The Mariners were just as impressive defensively in the playoffs, allowing just 24 goals in their 12 games.

Joey Lovullo (601:00, 10-0-0, 2, 1.80, .939) was clearly the Mariners’ No. 1 option throughout their playoff run, but Keegan Warren (122:00, 2-0-0, 2.96, .910) was solid when called upon, as well.

While the Mariners allowed exactly two goals per game in their 12 playoff contests, the Rock gave up 34 goals in 15 playoff dates, just above that average.

The Rock crease was a little more evenly divided, but Patrick Boivin (600:00, 7-2-1,2, 2.10, .916) got more starts than Jacob Brown (300:00, 5-0-0, 1, 2.20, .910), who won all of his assignments.

While statistically the Rock and the Mariners appear quite similar, Perry doesn’t see it that way.

“No, not really,” he said, when asked if he has seen any similarities while studying the Rock’s first opponent.

“They are big and they are strong and they are structured, obviously, with great goaltending.

“We are those things, as well, probably not as big as them, but in my opinion I think we are a lot faster and we are going to play a lot faster than they probably have been used to, so I think that’s our advantage right there.

“Not only are we fast individually, but we play fast and we are structured, as well, and we have great goaltending.”

The coach did acknowledge statistically all 10 teams taking part in the 2023 Centennial Cup seem similar — on paper.

“You look at the statistics and the records of all the teams here and they are all similar,” Perry said.

“Everybody here is a champion, so you know that right off the bat about them. They have the depth, they have the talent, they have the character and they know what it takes to win in pressure moments.

“Obviously, it is our job to study the video and make sure we are as prepared as possible.”

The Rock have five players — Harroun, Piekarczyk, Pool, Nyman and
blue-liner Brandon Rossetti (13, 3-4-7, 10) — who took part in the 2022 Centennial Cup with the SIJHL’s Red Lake Miners, as well as blue-liner Kyle Trottier (15, 0-4-4, 0), who was part of the Soo Thunderbirds squad that represented the NOJHL.

“Any and all experience is certainly welcome in our locker room and those six guys have been through it first hand,” Perry said.

“I am thinking they are going to want to do things a little differently this time, in terms of preparation and play.”

Both the Miners and the Thunderbirds went 0-4-0 during the 2022 event.

Perry notes the Rock’s focus right now is squarely on Yarmouth right now.

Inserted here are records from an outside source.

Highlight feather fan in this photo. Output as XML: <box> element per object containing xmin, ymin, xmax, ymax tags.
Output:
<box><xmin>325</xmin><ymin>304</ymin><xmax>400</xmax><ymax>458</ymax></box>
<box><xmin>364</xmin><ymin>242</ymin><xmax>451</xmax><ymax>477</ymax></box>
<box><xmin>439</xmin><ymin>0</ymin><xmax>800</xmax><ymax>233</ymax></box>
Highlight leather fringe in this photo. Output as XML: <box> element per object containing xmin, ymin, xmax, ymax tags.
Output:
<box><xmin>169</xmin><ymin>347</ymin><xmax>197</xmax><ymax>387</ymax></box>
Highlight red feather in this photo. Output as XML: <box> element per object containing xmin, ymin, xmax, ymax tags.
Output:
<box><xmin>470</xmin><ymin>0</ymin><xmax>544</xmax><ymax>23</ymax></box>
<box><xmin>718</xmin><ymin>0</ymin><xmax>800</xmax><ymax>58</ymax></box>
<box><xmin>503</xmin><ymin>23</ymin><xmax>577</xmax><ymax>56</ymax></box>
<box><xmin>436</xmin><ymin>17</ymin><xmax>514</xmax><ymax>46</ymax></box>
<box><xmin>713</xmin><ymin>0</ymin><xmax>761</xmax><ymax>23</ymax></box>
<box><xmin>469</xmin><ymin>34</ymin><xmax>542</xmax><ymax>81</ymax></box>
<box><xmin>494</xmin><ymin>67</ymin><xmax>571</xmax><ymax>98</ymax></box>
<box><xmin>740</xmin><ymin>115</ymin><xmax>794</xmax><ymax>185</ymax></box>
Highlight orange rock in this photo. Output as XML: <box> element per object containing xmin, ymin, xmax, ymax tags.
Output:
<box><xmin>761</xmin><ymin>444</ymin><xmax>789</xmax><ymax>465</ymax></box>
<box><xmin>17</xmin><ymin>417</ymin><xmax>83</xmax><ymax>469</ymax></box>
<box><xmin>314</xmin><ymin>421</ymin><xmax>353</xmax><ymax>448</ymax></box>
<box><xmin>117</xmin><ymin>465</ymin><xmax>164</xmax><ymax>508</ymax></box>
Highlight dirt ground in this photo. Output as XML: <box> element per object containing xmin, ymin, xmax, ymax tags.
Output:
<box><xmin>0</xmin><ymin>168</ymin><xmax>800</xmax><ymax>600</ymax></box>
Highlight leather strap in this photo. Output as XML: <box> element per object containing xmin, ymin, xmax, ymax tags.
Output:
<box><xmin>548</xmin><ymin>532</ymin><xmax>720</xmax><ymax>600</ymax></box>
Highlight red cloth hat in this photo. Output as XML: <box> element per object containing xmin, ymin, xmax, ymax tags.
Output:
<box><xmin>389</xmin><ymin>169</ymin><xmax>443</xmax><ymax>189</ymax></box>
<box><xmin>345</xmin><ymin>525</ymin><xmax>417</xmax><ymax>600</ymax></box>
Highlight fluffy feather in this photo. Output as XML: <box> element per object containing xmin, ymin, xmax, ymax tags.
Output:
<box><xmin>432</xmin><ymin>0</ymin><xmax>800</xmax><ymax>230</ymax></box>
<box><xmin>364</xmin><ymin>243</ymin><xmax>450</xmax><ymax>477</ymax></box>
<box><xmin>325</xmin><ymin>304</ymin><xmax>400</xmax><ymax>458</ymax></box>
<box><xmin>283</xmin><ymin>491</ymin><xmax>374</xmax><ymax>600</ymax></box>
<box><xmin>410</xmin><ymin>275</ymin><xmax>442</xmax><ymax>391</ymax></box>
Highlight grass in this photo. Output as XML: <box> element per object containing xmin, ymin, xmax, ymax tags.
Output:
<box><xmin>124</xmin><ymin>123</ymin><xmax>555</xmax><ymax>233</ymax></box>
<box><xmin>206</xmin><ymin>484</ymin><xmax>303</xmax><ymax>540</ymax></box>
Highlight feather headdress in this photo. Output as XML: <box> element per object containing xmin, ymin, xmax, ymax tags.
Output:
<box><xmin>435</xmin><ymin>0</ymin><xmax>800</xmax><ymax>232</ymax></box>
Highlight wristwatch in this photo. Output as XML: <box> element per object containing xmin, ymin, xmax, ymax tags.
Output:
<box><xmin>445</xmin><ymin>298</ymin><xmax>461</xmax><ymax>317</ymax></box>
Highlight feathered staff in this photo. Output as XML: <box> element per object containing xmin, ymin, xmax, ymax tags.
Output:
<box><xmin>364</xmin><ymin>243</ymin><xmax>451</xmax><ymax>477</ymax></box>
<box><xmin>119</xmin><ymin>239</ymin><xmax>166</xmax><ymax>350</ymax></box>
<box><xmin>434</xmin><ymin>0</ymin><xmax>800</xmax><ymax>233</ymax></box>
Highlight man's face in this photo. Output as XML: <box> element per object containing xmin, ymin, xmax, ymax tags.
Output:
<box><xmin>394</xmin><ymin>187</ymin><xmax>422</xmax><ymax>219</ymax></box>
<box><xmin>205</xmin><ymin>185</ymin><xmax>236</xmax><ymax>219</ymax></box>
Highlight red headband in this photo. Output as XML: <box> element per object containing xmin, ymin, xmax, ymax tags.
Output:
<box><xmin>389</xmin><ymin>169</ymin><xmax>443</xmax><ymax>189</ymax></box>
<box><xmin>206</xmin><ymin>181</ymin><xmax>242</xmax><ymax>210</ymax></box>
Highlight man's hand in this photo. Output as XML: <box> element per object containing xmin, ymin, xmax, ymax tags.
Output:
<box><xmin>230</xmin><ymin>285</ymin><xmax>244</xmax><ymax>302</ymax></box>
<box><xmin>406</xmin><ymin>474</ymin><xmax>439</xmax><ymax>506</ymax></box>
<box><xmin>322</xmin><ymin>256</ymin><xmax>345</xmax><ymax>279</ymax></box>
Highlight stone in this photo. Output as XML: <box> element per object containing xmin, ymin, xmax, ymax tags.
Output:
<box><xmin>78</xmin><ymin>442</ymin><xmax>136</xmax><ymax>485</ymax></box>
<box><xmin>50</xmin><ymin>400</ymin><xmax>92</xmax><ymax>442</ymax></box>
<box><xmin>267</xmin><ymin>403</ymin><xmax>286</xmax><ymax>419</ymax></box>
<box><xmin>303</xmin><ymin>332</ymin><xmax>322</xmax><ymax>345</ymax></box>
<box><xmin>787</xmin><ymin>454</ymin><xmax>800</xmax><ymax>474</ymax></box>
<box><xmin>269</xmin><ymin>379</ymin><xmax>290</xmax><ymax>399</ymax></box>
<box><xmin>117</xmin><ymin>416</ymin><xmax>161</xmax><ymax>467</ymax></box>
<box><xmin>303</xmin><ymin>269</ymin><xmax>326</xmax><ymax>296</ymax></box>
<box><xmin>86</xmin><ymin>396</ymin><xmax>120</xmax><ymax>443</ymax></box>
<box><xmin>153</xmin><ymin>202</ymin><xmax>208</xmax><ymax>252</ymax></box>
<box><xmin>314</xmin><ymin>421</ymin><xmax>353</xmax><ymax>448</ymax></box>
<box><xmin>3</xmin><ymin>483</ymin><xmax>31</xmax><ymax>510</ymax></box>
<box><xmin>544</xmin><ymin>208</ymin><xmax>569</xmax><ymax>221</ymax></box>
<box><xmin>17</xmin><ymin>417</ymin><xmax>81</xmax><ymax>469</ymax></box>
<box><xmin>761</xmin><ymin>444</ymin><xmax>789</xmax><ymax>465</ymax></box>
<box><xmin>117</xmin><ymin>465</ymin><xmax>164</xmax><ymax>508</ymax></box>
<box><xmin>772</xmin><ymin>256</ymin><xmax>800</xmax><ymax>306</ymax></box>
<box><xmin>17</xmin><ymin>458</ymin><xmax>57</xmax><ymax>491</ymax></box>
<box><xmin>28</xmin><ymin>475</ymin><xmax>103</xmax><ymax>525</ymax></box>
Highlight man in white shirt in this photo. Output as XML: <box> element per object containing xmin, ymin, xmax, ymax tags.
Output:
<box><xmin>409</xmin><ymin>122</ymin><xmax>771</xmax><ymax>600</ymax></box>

“That’s the first challenge,” he said.

“Once we take care of business there, we will move on to the next one (challenge).

Certainly, the old adage, “taking things one shift at a time,” seems more appropriate than ever.

“It is human nature to see Brooks Bandits on the schedule, just off what they have done in the last five or six years, maybe longer, they have kind of set the bar in Canada as Junior hockey goes, but you can’t overlook anybody,” Perry said.

“You fall asleep for a minute in one of these games and that could potentially be the difference between whether you win or lose, so all focus is on Yarmouth in Game 1.

“We need to get off to a good start here. Obviously, our goal is to win Game 1 and if we do that I think the confidence of our group will be huge.”

The Rock have not seen any game action since they eliminated on the Soo Thunderbirds 4-2 in the NOJHL final on April 30, so some of the “bumps and bruises” associated with playoff hockey have had time to heal.

“This little break has been nice for us,” Perry said.

“Obviously, guys aren’t going to be 100 per cent but they are getting pretty close.

“Some of the guys who have been injured are really big pieces for us, so the healthier they can get the more I like our chances.”